Europa: chegou a hora da esperança

Mário Soares.

Lisboa, Portugal, maio/IPS – Conheço o presidente eleito François Hollande desde os tempos de seu antecessor e meu amigo François Mitterrand. Tem uma visão ampla, é a personalidade que a França precisa para sair da crise e empreender uma política de recuperação econômica e social. Mas sua vitória no segundo turno eleitoral no último domingo vai muito além: é a clamorosa confirmação de precedentes e inequívocos sinais de que a Europa comprovou o fracasso da ideologia neolibera e está mudando de rumo.

Os europeus de vários Estados perceberam, finalmente, que as políticas de austeridade impostas para agradar aos mercados usurários estavam nos conduzindo pelo mau caminho. Empurrou os países europeus e a zona do euro para a desagregação e a decadência.

A chanceler Angela Merkel vê que seus sócios europeus não só resistem a obedecê-la – como ocorre há três anos – como também começam a conspirar contra sua política e procuram enfrentar a recessão, que paralisa a economia real e favorece a virtual, aumentando o desemprego de maneira socialmente inaceitável.

É necessário por obstáculos a esta crise recessiva in crescendo, que sacode um país após outro. Já não castiga apenas Grécia, Irlanda e Portugal, as primeiras vítimas dos mercados e das perigosas agências de classificação. Também estão na mira países grandes como Espanha, Itália e França, e países ricos, porém menores, como a Holanda, cujo governo caiu, e a Romênia, onde o governo deposto foi substituído por um executivo socialista. Também começam a enfrentar dificuldades Eslováquia, Eslovênia, República Checa e até a Finlândia.

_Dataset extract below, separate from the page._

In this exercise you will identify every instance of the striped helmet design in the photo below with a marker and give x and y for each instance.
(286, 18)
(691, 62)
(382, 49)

Neste contexto, a chegada de Hollande à Presidência da França inclina para a esquerda o fiel da balança europeia.

Desfeito o eixo que havia forjado com o presidente derrotado nas urnas Nicolas Sarkozy, a chanceler Merkel, que enfrenta problemas internos que estão piorando e o crescimento da oposição (tanto socialdemocrata quanto verde) parece óbvio, terá que mudar de política e buscar um entendimento com Hollande.

A virada que impulsiona a vitória na França, não só não surpreendeu s socialistas europeus com eles já estavam preparados para assumi-la. assim demonstra a “conspiração” que teve lugar em Roma no dia 19 de abril, com a participação de representantes de partidos socialistas, socialdemocratas e democratas progressistas de diversos países europeus para analisa a situação e coordenar a ação diante de um próximo governo socialista francês, que julgavam mais do que provável.

No entanto, não diminui a gravidade do cenário econômico europeu e mundial. Recentemente, o Reino Unido entrou em recessão pela segunda vez desde o surgimento da crise global em 2008. E os Estados Unidos, segundo as declarações do presidente de seu banco central, Bem Bernanke, teme o contágio que pode propagar a recessão europeia.

É uma triste ironia que nos apresentam a globalização desenfreada e a ideologia neoliberal que desencadearam a crise global, precisamente nos Estados Unidos, de onde chegou à União Europeia e em menor escala a numerosos Estados de outros continentes. E agora os norte-americanos temem um refluxo que volte a atacar sua economia. Recordo o ditado popular: quem semeia ventos, colhe tempestades.

Hollande teve o discernimento político – ao contrário de Sarkozy – de que todos os Estados da zona euro dependem do futuro da União Europeia, que só pode assegurar uma mudança de política em escala continental. Afirmou com toda clareza que tal é a condição para que o projeto europeu não se encaminhe para a desintegração e uma irremediável decadência.

Finalmente se reconhece em toda a zona euro – e inclusive no Reino Unido – que a austeridade por si só não leva a parte alguma. Somente agrava o sofrimento dos mais fracos. As próprias instituições europeias começam a reconhecer esta verdade. O presidente europeu Herman von Rompuy convocou pela primeira vez uma reunião de cúpula para lutar contra a recessão e o desemprego.

No mesmo sentido, o norte-americano Spencer Oliver, secretário-geral da assembleia parlamentar da Organização para a Segurança e a Cooperação na Europa (OSCE), afirma que “a crise financeira foi provocada pelo afã de lucro de Wall Street” e que para superá-la é preciso, como demonstrou o presidente norte-americano Barack Obama, uma luta firme contra a recessão, o desemprego e a favor do Estado social. E acrescenta: “As críticas devem se dirigir aos sistemas financeiros, aos resgates e aos estímulos que canalizaram ingentes quantias para salvar muitos banqueiros que são os primeiros responsáveis pela atual situação”.

Esta é a hora da esperança, de que a vitória de Hollande se converte no impulso para mudar de modelo e acabar com a crise.  Envolverde/IPS

 *Mário Soares, ex-presidente e ex-primeiro-ministro de Portugal.